As soon as the silver bit,
her head came up, her wand leveled over her shoulder, and her lips formed a
curse. Before it could be cast, her eyes
clouded and her body dropped, dead, at his feet.
He stood watch as the curse
from the blade destroyed her corpse. It
wasn’t the first time he’d killed. Nor
was it the first time he’d killed someone with whom he’d recently had sexual
intercourse. It certainly wasn’t the
first time he’d removed a threat to his family.
It wasn’t even the first time that removed threat had come from within
his family. He felt no remorse, but a
sliver of regret. She had been an able
and appropriate consort.
When nothing remained to
show what had happened, Lucius turned on his heel and started back toward the
passage. In the morning, he would
contact the Ministry and report her missing.
That would give him time to conceal anything he didn’t want the Aurors
to see in their investigation… one foot into the passageway, he stopped.
Something was out of place.
Turning back to the room,
Lucius swept narrowed eyes over the scene.
The bed, turned back. The drawer,
spilled to the floor. One door of the
chifforobe open, showing the neatly hung clothing within. Persian carpet lying pristine, up to the
hearthstones of the fireplace, in which roared a healthy fire.
There. On the mantle. The ebony box of powder. Still open, lid leaning untidily against the
carved marble, a few grains spilled dark against the silver-veined stone.
“Bloody hell,” he breathed,
eyes widening as he stared at the fire.
Numb fingers reached for his wand and he waved it twice, in a circular
motion, encompassing the entire room. “Oratio
oblique,” he commanded.
Voices echoed in the still
air.
“You have something of
importance for me?” The Dark Lord, an
impatient hiss.
“A most unexpected
development, my Lord.” Narcissa, voice
heavy with restrained excitement. “My
husband has been hiding something from all of us.”
“Tell me!” Disbelief, with a thread of anger underlying
it.
“He is a Veela, my
Lord.” Triumph. That bitch.
She’d been faster to act than he’d expected.
“You have proof?”
A light laugh, the tinkling
sparkle Narcissa had perfected as a girl and never outgrown. He’d once found it charming. Hearing it now made him wish she were alive
so he could murder her again.
“Observational charms on the mirrors show he has changed form at least
twice. Tonight he lured me into sexual
congress with him, drugging me and using me.
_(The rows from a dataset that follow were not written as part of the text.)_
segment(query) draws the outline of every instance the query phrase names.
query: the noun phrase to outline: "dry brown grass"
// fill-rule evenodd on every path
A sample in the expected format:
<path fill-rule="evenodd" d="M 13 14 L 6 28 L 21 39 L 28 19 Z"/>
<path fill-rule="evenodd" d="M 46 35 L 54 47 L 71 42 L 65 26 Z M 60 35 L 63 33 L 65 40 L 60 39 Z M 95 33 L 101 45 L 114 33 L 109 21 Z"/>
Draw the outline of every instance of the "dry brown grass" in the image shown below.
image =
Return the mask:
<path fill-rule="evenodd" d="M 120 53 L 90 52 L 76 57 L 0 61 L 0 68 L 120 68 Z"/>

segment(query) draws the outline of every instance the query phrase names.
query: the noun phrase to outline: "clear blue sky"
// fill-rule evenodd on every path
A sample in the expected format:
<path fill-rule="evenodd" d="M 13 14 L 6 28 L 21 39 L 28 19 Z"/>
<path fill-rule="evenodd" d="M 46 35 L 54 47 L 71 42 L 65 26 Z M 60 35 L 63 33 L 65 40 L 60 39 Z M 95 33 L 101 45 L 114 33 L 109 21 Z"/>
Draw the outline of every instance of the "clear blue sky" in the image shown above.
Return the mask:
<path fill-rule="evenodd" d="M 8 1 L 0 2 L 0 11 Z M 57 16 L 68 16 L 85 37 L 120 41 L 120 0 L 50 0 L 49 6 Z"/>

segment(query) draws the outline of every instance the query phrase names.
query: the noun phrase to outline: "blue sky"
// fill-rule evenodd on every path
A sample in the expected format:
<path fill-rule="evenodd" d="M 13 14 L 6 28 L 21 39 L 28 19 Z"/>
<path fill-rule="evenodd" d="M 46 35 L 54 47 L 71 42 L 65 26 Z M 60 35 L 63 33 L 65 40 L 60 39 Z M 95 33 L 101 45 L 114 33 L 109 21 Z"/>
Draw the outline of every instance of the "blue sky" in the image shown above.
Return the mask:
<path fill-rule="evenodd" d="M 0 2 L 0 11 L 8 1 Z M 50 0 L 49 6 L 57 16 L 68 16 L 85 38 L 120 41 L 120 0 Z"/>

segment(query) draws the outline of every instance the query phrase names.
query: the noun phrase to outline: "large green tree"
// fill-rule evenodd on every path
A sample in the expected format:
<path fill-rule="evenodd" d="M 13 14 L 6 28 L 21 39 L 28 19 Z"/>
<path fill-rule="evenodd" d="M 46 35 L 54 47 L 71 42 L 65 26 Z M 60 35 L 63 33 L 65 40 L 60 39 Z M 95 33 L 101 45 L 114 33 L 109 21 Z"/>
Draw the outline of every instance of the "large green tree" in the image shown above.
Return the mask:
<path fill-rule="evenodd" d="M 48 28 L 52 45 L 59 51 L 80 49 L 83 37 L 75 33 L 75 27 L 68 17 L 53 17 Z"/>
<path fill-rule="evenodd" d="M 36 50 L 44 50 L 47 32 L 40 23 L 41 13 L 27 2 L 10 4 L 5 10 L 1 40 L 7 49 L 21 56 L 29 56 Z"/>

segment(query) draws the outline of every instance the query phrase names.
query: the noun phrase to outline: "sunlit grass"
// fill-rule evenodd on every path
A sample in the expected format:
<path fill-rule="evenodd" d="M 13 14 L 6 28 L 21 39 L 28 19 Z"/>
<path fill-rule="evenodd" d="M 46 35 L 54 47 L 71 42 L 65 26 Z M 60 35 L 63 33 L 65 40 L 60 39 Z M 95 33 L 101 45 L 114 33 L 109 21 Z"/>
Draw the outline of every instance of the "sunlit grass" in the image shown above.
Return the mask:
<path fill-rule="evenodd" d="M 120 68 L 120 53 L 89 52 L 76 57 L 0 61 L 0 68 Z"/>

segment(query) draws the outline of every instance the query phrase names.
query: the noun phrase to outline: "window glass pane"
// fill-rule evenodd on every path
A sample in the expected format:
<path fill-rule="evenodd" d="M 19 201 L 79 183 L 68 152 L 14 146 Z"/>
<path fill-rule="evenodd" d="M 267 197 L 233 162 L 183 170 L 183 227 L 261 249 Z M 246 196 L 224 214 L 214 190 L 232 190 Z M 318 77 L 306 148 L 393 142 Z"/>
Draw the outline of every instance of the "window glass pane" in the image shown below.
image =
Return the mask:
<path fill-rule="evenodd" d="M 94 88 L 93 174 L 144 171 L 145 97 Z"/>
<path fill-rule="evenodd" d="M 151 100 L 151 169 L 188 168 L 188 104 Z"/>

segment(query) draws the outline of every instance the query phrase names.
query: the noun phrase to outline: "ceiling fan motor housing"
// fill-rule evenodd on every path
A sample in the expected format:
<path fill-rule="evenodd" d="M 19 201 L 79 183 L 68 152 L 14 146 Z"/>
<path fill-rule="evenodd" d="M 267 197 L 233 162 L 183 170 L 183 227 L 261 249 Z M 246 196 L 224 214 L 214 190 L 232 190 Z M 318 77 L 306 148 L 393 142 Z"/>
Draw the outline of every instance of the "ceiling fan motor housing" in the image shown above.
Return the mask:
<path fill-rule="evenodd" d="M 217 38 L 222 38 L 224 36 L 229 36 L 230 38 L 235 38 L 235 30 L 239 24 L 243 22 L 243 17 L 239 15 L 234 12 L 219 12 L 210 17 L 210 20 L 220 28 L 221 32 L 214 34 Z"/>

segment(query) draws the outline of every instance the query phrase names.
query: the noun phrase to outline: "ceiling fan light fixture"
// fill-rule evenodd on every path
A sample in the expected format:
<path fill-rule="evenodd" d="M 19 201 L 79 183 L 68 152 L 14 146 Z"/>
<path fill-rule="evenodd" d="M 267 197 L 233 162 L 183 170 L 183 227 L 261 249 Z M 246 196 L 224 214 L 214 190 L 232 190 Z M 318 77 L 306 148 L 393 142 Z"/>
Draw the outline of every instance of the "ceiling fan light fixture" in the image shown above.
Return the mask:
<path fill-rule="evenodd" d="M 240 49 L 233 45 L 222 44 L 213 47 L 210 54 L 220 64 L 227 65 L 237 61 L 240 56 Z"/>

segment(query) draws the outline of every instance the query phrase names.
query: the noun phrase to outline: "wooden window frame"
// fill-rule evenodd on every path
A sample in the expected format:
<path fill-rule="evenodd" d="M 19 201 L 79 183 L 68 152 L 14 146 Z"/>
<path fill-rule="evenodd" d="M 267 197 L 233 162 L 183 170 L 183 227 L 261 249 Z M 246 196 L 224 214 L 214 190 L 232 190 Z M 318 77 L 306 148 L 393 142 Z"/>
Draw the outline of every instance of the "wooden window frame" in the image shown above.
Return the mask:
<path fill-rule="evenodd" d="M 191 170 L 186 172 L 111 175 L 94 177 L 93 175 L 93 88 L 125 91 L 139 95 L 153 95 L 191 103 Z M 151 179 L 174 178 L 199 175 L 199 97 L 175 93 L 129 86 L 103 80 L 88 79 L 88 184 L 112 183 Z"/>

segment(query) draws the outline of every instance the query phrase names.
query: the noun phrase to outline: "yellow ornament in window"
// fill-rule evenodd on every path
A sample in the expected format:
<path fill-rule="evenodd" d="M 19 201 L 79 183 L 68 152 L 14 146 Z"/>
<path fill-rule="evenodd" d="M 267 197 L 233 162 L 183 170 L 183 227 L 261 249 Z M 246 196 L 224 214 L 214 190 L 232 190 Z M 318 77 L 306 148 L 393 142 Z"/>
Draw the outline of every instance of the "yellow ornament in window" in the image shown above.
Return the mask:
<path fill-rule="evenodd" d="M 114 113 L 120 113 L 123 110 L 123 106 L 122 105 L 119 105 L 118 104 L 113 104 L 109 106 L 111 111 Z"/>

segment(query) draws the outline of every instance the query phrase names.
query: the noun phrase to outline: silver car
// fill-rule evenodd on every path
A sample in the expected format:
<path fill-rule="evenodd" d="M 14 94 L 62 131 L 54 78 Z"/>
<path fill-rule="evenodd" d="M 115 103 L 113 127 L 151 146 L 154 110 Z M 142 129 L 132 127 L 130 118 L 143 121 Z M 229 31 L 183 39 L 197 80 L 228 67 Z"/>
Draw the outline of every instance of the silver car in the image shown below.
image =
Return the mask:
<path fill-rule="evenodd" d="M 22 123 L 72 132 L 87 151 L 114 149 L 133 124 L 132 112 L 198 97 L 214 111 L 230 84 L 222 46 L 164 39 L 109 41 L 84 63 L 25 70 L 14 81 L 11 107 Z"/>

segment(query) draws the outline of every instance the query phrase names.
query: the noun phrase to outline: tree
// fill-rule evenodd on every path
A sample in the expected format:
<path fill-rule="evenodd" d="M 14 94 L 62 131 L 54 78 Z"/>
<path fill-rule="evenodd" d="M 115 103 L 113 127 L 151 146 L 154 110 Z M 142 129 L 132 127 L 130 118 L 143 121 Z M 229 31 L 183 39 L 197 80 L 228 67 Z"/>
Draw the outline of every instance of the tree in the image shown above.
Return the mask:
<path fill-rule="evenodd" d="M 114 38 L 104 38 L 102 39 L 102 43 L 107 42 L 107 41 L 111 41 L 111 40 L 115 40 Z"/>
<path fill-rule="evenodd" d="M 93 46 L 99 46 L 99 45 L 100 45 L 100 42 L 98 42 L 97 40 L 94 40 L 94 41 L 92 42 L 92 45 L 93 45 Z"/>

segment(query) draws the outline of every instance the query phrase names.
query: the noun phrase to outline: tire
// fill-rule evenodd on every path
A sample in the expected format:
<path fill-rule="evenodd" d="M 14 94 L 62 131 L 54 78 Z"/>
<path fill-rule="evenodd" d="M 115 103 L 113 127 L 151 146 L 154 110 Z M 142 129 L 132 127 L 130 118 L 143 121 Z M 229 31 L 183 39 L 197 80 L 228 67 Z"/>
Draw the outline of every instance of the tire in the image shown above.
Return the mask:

He is indeed a beast, my Lord.”
“How long have you known
this, my dear?” The hiss was silken with
threat.
“Confirmed less than half an
hour ago, my Lord.” Subservience laced
her voice.
“You have done well. Leave the rest to me.” Satisfaction rested heavy in Voldemort’s
tone.
The air stilled as the spell
dispersed. Lucius stared sightlessly at
the fire for a few moments only before his survival instincts kicked in. There was no time. He was revealed, and if he did not act
quickly, all would be lost.
Running full speed through
the corridor, snapping “Stet fortuna domus” as he went, wand waving with
frantic precision, Lucius put a longstanding plan into action that he’d hoped
he would never have to use. Powerful
magic swept through the Manor as priceless artifacts, books and personal
effects disappeared, to reappear far away in shielded vaults with no magical
traces left to lead others to them.
House elves popped into existence around him, whining piteously in
confusion, and he kicked his way through them, ignoring their pleas.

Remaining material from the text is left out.